【教师作品】
我父亲的故事
文章字数:1,564

  邹平市明集实验学校 王敏
  记得去年春节,我们一家人围坐在一起吃饭,室外滴水成冰,屋内暖意融融。弟弟喝了点酒,说出了多年来埋藏在心底的话:“老爸,您的儒家思想一点也不对!从小你就教我多吃亏,什么吃亏是福,受了委屈吞下去,这些都不对。以后我绝对不会用这种思想教育我的孩子的!”父亲听了默默地坐在那里,一言不发。

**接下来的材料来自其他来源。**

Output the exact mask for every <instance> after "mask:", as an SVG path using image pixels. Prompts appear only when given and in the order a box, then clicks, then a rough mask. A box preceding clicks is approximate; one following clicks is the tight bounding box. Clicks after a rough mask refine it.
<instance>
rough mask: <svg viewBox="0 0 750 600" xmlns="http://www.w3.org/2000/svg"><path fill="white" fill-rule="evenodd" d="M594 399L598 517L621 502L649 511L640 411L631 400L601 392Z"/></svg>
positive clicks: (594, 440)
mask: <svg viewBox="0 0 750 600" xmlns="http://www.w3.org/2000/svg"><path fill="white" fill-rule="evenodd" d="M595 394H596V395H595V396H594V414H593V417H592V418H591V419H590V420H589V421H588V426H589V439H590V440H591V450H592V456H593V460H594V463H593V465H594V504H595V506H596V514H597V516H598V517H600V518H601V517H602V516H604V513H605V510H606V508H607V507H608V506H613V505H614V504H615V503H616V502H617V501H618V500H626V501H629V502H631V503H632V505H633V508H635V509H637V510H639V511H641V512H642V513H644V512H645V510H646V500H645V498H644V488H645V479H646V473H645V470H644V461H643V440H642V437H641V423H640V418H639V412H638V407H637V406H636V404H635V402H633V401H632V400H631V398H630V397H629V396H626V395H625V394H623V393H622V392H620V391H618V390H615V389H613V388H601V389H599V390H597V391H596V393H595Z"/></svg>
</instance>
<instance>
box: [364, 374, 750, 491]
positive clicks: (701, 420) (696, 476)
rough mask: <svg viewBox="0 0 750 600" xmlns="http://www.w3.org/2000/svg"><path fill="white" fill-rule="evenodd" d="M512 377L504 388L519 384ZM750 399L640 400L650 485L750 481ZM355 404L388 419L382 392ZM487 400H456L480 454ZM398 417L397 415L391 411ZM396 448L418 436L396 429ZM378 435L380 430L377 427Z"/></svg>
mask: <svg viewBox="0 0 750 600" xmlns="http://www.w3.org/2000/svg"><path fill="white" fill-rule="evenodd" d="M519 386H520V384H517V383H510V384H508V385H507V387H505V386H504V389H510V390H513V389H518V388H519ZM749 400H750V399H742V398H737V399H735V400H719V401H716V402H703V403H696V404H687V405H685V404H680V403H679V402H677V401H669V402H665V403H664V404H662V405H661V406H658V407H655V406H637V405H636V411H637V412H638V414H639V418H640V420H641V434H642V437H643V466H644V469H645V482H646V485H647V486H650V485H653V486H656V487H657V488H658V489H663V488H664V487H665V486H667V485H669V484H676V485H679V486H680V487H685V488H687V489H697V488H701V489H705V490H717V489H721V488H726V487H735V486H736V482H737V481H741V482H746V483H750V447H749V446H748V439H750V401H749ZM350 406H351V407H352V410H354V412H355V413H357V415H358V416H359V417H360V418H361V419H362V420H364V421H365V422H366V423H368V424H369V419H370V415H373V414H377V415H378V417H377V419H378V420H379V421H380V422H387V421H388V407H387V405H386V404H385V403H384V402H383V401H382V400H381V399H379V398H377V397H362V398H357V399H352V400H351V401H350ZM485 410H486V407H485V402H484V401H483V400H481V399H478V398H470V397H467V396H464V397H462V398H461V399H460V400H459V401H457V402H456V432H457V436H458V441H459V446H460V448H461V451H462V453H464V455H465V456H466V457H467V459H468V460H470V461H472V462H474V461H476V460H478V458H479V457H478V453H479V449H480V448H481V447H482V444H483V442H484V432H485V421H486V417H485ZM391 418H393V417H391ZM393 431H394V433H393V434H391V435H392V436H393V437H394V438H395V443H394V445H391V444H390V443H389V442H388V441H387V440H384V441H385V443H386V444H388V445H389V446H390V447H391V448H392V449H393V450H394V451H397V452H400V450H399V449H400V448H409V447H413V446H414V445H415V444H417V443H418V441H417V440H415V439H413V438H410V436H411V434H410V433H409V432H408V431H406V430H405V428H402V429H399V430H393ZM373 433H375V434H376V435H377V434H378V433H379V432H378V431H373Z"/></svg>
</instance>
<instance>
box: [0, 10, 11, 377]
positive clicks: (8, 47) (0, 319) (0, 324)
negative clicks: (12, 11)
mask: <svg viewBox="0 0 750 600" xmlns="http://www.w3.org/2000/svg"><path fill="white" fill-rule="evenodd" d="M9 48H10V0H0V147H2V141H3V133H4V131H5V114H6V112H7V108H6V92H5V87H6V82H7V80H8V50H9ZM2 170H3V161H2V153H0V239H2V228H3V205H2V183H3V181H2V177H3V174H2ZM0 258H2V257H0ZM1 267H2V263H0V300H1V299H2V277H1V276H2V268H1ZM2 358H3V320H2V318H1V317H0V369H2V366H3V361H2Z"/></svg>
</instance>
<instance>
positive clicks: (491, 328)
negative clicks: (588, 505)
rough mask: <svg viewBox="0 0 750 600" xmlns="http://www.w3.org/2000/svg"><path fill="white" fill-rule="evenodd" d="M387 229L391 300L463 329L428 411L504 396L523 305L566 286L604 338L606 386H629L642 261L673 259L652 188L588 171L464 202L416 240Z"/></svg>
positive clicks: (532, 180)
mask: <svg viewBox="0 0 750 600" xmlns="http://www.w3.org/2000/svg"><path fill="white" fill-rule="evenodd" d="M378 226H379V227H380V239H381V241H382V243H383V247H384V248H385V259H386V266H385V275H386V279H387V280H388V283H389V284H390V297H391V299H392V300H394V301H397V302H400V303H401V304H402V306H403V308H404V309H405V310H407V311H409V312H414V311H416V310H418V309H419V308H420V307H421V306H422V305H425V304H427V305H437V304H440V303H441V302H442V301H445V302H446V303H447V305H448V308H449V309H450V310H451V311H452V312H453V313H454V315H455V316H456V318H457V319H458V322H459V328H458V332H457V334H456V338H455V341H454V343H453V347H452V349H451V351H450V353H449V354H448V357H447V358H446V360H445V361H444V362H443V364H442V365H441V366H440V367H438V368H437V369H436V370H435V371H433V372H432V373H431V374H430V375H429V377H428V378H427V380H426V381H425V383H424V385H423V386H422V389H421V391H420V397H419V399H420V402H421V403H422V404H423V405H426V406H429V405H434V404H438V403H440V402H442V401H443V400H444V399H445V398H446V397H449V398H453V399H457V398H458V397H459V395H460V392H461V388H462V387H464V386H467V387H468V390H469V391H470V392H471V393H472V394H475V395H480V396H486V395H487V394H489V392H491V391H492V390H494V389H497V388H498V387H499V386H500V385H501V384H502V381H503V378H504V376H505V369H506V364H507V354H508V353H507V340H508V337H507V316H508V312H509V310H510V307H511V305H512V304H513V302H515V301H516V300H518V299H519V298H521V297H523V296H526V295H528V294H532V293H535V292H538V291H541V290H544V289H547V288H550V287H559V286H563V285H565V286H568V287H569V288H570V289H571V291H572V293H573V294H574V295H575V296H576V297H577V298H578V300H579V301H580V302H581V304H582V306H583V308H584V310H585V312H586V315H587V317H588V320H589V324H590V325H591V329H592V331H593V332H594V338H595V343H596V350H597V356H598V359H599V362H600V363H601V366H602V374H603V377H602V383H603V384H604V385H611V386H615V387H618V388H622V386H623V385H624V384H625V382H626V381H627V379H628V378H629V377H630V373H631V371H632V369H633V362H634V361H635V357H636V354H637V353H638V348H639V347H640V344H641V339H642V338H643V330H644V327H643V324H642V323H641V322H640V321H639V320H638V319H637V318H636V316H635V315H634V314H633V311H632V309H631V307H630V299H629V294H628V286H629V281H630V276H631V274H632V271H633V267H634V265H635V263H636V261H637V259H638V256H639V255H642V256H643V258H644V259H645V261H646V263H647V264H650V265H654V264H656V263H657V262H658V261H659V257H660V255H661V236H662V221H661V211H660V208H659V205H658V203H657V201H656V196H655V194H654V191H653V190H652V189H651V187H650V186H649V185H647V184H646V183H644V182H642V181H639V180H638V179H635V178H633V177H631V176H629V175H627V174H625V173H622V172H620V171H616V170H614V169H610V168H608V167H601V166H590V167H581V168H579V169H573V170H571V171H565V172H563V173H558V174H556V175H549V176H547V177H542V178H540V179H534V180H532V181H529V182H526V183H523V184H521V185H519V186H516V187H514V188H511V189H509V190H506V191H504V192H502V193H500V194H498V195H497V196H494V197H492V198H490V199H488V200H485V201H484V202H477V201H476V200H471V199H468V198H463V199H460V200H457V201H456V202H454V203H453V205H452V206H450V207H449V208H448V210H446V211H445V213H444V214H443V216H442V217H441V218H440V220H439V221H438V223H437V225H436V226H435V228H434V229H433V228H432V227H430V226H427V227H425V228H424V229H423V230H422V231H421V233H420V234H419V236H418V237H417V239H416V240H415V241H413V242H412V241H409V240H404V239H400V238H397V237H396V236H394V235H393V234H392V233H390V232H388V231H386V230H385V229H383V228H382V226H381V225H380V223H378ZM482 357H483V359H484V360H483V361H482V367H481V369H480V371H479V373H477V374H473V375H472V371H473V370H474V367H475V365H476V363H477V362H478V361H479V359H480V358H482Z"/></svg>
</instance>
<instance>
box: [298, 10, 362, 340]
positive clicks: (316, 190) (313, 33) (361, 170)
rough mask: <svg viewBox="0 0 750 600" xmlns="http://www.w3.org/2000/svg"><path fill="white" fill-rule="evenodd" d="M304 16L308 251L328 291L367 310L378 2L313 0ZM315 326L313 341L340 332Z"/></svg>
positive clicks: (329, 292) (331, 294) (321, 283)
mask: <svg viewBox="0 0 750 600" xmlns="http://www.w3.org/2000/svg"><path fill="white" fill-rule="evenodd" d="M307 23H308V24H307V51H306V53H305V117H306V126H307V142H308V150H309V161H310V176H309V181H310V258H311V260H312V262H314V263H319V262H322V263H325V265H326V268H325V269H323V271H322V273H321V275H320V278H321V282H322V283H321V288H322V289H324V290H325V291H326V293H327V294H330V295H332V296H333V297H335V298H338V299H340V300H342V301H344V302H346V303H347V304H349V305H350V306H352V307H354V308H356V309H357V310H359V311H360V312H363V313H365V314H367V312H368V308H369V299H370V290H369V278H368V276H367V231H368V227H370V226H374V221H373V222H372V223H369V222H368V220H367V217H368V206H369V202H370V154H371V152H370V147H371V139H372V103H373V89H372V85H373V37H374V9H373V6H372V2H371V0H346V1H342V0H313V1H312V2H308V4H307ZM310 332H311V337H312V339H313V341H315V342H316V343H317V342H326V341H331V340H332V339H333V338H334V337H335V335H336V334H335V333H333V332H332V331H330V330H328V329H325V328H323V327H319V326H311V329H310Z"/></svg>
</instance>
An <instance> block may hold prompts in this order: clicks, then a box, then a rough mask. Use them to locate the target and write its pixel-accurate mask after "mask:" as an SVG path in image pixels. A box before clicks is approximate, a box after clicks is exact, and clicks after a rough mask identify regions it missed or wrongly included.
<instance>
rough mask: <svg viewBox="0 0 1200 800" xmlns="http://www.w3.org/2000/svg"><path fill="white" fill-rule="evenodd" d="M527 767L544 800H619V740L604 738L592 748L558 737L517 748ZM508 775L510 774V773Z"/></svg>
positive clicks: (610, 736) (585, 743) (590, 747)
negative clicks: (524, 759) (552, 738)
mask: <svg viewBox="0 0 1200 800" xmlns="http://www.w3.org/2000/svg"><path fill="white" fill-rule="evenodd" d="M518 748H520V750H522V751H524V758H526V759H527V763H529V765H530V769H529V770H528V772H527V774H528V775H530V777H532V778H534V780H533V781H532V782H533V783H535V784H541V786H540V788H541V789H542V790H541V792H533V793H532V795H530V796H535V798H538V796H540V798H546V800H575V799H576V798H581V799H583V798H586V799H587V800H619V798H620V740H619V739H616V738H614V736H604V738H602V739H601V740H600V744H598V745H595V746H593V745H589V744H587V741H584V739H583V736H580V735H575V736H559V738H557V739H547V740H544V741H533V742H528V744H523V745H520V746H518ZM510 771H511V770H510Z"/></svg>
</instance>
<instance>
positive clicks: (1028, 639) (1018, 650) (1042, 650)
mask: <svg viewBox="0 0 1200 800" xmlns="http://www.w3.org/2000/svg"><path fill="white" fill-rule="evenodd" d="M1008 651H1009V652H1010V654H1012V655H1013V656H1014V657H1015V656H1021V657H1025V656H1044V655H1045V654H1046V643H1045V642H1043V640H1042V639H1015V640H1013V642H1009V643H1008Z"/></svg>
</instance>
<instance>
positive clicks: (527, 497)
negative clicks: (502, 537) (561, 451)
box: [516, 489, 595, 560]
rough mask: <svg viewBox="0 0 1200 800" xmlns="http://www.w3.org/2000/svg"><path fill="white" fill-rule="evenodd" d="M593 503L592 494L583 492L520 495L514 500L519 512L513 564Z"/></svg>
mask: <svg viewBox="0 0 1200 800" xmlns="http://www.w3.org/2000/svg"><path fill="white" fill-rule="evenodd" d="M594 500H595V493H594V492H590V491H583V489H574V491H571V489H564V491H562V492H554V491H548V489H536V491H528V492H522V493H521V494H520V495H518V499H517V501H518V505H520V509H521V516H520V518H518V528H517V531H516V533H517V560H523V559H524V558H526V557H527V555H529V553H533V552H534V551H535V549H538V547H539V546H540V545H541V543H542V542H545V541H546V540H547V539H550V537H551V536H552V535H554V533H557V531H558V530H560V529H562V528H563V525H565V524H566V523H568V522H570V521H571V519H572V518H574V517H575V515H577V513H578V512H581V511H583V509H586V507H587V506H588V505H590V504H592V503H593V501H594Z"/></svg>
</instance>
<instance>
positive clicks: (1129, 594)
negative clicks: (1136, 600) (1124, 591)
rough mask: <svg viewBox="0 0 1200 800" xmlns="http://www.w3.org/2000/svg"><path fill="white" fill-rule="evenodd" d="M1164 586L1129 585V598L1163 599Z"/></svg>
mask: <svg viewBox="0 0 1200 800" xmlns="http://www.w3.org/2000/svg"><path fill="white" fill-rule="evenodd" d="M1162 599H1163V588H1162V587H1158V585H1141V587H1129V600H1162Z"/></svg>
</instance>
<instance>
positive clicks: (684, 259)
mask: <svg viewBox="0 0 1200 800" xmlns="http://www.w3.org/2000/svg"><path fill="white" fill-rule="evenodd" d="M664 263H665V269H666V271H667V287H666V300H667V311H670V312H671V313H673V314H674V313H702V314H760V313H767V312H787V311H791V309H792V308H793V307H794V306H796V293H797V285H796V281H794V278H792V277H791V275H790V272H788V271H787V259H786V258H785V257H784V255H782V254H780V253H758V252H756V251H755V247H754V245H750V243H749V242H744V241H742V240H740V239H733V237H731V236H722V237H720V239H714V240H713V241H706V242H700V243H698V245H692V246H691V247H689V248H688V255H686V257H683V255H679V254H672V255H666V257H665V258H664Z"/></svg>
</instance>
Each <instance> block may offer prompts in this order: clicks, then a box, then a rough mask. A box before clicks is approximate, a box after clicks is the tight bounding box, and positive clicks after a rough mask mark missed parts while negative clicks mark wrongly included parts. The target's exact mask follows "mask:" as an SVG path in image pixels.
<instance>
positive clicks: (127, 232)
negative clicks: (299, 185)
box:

  我的父亲已年过花甲,岁月染白了他的头发,皱纹爬上了脸颊,光阴无情蹉跎了他的年华。父亲当了一辈子教书匠,最在意别人对自己的评价,通俗地说就是死要面子活受罪(用这句话说长辈,实在有些不太礼貌)。这样的事情数不胜数,如,买东西时摊贩缺点斤两,他绝对不会去找人家理论。庄稼地的麦苗被别人家的拖拉机压坏了不少,也是不了了之。邻居家的大爷借了几百元钱,还没还上就再来借,也不好意思拒绝。经常是遇到难题宁愿自己在家生闷气,也不会去麻烦别人。
  那年,七岁的弟弟被对门小孩打哭了,对门的大人护犊子,不舍得说自己的孩子一句重话。母亲急了,让父亲去找对门大人理论,为什么要欺负我们家的孩子。父亲拒绝了,母亲哭着说:“别人家的孩子被欺负了,大人都会去讨公道,就咱的孩子活该被人欺负吗?”父亲却说:“小孩子之间的事,大人掺和啥,现在得了意,将来就能得意吗?”那时,我自然也无法理解他的做法……
  父亲对我一向很温和,从不会打我,可是那一次例外。上四年级时,我的语文老师请产假,教隔壁班的父亲顺理成章成了我的语文老师。有一节课,我们要查字典认识字词,当我翻开字典惊异地发现里面夹着一朵干枯却美丽的野花,我的注意力完全被这朵花吸引了,拿起来细细欣赏。正在这时,忽然听到有人喊我的名字,抬起头正好撞上父亲严厉的眼神:“拿着手里的东西过来。”我低着头缓慢地走过去,只听啪的一声,一个重重的巴掌打在我脸上,生疼,不争气的泪水夺眶而出。“回去吧!”这句话在耳边响起。我转过身回到座位上,眼泪哗哗地流下来。长这么大第一次被父亲打,还是在这么多同学面前,我难过极了。这个巴掌让我终生难忘。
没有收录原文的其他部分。